“Yes, Hugh,” Barbara said, as the last strains of the Merry Widow waltz died away, “I should like to rest here a minute.” Barbara sank down on the low, rose-colored divan shaded by magnificent palms in Mrs. Erwin’s conservatory. “I would love an ice, too,” she added.

It was the night of Mrs. Erwin’s famous white and gold ball, long remembered in the history of splendid entertainments in Newport.

Barbara truly wanted a minute to think. She had come to the ball under Miss Sallie’s excellent chaperonage, early in the evening, and had been dancing hard ever since. The little girl from Kingsbridge, who had never before seen anything finer than a village entertainment, felt almost overcome by the splendor and magnificence of everything about her.

Mrs. Erwin’s ballroom was built out from the side of her handsome villa like a Greek portico. The conservatory joined it at one end, forming an inner triangular court. This court was filled with rare trees which threw their branches out over a miniature artificial lake. The guests could pass from the ballroom into this open garden, or they could enter it through the conservatory.

The walls of the wonderful ballroom were covered with a white silk brocade, and on this night Mrs. Erwin had allowed only yellow flowers to be used as decorations. Great bowls of yellow roses perfumed the air, and golden orchids looked like troops of butterflies just poising before they took flight.

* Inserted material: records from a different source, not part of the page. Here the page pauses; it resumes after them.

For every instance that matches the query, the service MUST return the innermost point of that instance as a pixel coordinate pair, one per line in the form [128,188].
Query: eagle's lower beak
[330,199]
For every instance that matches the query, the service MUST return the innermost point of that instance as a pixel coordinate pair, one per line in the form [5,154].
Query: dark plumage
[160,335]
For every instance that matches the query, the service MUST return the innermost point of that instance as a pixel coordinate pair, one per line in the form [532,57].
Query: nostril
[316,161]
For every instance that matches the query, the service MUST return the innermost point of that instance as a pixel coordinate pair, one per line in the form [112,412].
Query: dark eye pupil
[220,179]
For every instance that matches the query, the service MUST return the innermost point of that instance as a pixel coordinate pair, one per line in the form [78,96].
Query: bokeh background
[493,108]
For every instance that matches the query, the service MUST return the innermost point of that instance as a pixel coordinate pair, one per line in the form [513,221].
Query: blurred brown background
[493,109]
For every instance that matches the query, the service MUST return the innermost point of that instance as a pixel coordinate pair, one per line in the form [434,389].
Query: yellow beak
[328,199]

“Now I know,” said Mollie, with a catch in her breath, as she first came into the magnificent ballroom, “what King Midas’s garden must have looked like, when he went round and caressed all the flowers in it with the golden touch.”

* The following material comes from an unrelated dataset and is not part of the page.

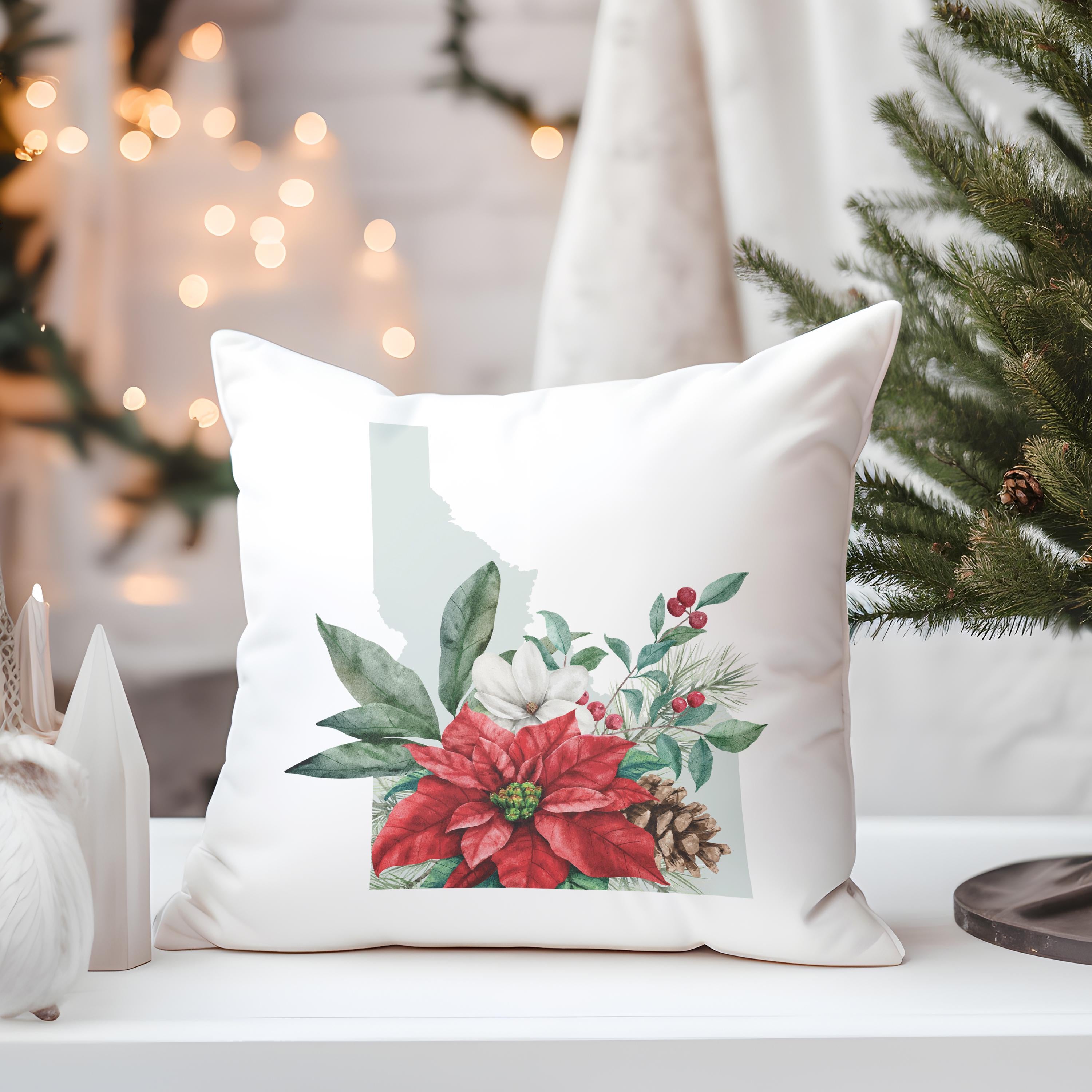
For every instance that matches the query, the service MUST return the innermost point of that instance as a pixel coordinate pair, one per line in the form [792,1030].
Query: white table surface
[957,1006]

“Clever Mollie!” laughed Ruth. “I expect it is the golden touch that has been round this ballroom, or the touch of golden dollars, anyway.”

Mollie blushed. “I didn’t mean that,” she said.

Barbara leaned her head against the rose-colored cushion, just the color of the jeweled spray in her hair; she was wearing the coral jewelry her mother had given her. Fortunately the two girls had saved their best party dresses for this ball, having been content to wear their summer muslins at the informal dances at the Casino.

Barbara, in her dainty pink flowered organdie, with her cheeks flushed to match it in color, resembled a lovely wild rose.